Nonno di Panopoli visse in Egitto nella prima parte del V secolo d.c., come Olimpiodoro il Giovane qualche decina d'anni dopo. Con Nonno di Panopoli sappiamo che il Mito era ancora narrato e il corpo diventa una "sorta di prigione" solo per neoplatonici e cristiani. Per coloro che credono nell'esistenza di un'anima predestinata.
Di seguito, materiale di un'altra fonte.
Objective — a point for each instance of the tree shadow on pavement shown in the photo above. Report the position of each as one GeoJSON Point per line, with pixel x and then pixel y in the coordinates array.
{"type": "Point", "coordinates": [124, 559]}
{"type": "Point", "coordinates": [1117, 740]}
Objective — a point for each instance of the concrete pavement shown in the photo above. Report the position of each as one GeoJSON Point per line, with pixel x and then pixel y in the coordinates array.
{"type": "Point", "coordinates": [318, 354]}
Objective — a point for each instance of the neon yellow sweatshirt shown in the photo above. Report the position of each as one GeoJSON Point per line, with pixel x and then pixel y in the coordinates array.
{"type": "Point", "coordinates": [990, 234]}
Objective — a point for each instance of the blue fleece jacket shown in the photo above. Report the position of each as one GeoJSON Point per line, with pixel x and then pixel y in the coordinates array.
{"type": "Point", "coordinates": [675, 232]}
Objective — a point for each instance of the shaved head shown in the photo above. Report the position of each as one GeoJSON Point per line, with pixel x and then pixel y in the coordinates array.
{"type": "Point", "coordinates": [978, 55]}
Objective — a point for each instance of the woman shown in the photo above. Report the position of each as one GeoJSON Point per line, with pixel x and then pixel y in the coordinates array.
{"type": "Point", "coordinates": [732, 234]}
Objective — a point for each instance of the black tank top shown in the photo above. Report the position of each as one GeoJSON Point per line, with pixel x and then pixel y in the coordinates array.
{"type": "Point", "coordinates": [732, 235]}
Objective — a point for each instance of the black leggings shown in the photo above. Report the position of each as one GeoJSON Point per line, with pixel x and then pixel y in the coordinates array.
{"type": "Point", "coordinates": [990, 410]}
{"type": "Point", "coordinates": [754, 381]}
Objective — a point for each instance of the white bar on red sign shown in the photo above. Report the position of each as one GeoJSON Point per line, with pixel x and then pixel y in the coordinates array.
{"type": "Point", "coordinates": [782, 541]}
Scrive il Papiro di Derveni:
"E dicendo "Moira" mostra che questa [terra] e tutte le altre cose sono nell'Aria, che è soffio (pneùma). A questo soffio Orfeo diede nome Moira. Gli altri umani nel loro linguaggio dicono che la Moira ha filato per loro” e che “accadrà ciò che ha filato la Moira": dicono il giusto, ma non capiscono né che cosa sia la Moira né il filare. Orfeo infatti chiamò Moira il Pensiero-Sapienza. Gli sembrava che questo fosse il più adatto dei nomi che tutti gli umani avessero assegnato."
Papiro di Derveni, colonna 18, da "Eleusis e orfismo" di Angelo Tonelli, Universale economica Feltrinelli, 2022, pag. 529.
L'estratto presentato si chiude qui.